Thursday, June 4, 2015

Hearth Culture Essay


I was fourteen when I first started to pray to the gods I pray to now. Well, mostly the same gods, anyway. Back then, I would just stand, unsure whether it was 'Pagan' to put my hands together or close my eyes. My sources, such as they were, were the entire Pagan section from my public library – about five or six books in total, and all with a distinctly Wiccan flavour. But still, as it was the mid 90s, it would be roughly three more years before I would see the internet in my backwoods corner of England (in the next town), and it was 1999 when the internet came to our home.

This was both a curse and a blessing; a blessing because there was no 'noise' from outside sources to tell me what I 'should' be doing, and a curse because I remained in a state of ignorance when it came to anything outside of the half a dozen Pagan books from the library. Some things I got right, making offerings to trees and water, for one. But I think I got a whole lot more wrong – a least for me.

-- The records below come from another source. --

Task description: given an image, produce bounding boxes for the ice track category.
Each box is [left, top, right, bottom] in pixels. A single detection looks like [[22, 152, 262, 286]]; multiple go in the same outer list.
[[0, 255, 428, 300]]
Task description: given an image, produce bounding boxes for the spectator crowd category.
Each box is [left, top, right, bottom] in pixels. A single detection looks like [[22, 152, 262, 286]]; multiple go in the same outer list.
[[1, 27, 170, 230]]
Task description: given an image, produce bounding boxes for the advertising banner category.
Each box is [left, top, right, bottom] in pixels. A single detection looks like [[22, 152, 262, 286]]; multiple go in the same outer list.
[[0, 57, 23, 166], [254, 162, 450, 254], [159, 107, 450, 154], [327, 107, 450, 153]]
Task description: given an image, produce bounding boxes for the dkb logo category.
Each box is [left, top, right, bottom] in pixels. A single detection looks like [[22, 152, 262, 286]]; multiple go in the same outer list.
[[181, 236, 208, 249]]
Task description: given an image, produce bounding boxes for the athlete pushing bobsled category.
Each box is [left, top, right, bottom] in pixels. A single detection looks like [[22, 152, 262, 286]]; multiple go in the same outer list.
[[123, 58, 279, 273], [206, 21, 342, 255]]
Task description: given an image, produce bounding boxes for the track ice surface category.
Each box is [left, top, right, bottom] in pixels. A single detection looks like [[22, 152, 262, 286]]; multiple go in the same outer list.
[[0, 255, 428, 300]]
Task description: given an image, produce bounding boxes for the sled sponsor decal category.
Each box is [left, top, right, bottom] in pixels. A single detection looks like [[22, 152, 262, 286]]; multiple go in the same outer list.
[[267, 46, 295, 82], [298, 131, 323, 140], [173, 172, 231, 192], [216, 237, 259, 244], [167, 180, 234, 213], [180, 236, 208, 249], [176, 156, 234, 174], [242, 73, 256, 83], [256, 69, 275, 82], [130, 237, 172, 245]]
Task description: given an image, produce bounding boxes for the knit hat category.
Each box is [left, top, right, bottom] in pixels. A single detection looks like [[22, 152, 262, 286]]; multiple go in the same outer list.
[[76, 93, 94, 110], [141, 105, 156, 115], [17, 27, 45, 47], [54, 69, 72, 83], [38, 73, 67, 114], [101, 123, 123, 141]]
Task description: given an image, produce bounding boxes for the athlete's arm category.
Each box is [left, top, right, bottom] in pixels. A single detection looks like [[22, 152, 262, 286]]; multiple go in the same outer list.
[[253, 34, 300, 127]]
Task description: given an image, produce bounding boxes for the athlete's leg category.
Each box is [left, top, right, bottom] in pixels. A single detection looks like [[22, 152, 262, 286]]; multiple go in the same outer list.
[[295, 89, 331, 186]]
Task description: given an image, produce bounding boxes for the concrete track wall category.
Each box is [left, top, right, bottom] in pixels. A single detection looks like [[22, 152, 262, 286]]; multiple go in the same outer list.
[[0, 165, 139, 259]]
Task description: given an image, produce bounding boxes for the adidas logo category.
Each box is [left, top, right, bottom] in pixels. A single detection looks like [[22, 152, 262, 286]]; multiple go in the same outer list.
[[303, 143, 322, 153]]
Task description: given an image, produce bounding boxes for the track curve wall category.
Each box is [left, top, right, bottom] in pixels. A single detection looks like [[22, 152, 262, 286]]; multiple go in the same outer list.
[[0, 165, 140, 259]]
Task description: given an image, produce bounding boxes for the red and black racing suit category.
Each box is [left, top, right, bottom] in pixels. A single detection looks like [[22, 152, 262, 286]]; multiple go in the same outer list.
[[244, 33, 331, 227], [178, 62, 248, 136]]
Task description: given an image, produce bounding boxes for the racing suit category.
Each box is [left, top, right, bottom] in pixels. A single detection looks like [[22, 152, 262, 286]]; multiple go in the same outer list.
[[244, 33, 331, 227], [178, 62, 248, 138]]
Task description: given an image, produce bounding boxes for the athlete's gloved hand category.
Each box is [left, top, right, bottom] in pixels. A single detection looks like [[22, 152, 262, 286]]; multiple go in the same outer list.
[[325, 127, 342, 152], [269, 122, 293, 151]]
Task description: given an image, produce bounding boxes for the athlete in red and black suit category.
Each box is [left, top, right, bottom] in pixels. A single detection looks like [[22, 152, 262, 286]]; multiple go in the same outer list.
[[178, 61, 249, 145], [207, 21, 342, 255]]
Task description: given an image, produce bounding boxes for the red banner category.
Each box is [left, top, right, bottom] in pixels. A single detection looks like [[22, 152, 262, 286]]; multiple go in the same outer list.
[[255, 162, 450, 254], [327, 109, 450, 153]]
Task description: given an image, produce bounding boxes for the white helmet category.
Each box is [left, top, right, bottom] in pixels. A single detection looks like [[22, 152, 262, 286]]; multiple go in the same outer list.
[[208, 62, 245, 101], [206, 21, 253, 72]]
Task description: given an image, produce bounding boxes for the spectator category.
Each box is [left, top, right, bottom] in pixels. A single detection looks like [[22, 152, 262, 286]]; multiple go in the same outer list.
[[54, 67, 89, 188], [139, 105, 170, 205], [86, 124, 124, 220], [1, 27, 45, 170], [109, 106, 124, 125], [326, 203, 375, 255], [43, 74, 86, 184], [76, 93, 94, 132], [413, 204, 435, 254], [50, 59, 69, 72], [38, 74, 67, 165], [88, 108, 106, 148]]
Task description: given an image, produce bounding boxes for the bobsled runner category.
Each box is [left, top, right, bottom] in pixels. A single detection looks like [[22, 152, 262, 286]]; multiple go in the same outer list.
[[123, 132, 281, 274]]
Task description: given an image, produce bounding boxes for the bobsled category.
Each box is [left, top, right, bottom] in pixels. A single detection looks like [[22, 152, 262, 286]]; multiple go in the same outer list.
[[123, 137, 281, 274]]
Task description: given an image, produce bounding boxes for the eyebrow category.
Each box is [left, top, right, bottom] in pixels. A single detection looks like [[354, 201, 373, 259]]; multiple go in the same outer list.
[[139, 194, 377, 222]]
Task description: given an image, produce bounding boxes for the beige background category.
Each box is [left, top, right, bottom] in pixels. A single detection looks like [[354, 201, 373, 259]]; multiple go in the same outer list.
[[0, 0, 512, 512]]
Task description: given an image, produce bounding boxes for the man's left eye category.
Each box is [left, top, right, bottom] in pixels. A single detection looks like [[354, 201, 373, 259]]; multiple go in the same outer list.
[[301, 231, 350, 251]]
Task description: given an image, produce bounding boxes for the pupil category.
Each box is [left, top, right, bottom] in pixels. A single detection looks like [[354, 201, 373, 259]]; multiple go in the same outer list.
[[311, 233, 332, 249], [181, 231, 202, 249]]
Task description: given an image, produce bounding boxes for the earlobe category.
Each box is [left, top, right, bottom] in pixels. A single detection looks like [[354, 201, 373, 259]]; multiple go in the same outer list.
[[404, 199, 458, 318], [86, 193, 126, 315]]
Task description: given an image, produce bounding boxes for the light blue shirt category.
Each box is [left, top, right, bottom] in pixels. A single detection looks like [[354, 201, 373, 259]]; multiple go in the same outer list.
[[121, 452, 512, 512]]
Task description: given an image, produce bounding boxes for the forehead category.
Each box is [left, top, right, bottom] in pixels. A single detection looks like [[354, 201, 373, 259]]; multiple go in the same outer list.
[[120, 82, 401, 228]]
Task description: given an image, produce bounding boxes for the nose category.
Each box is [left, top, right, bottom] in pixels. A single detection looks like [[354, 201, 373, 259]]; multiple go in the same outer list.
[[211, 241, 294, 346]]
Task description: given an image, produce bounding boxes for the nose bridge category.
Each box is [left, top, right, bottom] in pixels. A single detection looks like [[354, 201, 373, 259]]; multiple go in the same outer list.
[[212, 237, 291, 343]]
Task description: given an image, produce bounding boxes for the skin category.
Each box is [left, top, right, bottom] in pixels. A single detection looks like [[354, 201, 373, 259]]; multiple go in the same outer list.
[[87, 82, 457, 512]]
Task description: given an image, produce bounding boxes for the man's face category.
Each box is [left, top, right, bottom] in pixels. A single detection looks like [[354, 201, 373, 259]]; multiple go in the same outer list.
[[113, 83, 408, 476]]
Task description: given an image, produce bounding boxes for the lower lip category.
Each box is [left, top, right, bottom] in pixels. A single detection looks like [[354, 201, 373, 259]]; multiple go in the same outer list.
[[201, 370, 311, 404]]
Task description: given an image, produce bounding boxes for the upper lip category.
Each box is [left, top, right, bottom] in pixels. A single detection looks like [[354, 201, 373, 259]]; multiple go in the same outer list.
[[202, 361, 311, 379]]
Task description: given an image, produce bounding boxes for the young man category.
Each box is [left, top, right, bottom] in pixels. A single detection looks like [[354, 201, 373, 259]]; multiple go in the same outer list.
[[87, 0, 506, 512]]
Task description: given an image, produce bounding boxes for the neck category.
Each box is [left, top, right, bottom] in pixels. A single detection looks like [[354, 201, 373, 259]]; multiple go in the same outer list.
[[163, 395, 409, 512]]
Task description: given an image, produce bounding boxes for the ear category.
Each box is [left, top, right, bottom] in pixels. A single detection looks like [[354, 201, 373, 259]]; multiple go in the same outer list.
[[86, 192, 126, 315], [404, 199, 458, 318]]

Over the years, what might be termed as my 'hearth culture' has gone through countless changes as my environment ( and by extension, I) have adapted. When I joined ADF, I was at a crossroads of sorts, because to put it simply, I didn't feel like what I was doing was 'watering my whole tree', and I'm sorry to say that most of modern Heathenism came to feel empty to me. To borrow terminology from Isaac Bonewits in 'Neopagan Rites', the magical technology wasn't just incompetant, but it seemed anathema to many.

However, I have a drive, and a need to be engaged with the magical and otherworldly. Interactions with the 'other' have been a part of my life ever since I was a child growing up with the Spiritualist heritage of my father's side of the family. At this point, I've seen too much of the otherworldly, especially the dead, to ignore that side of me in order to not make some people uncomfortable.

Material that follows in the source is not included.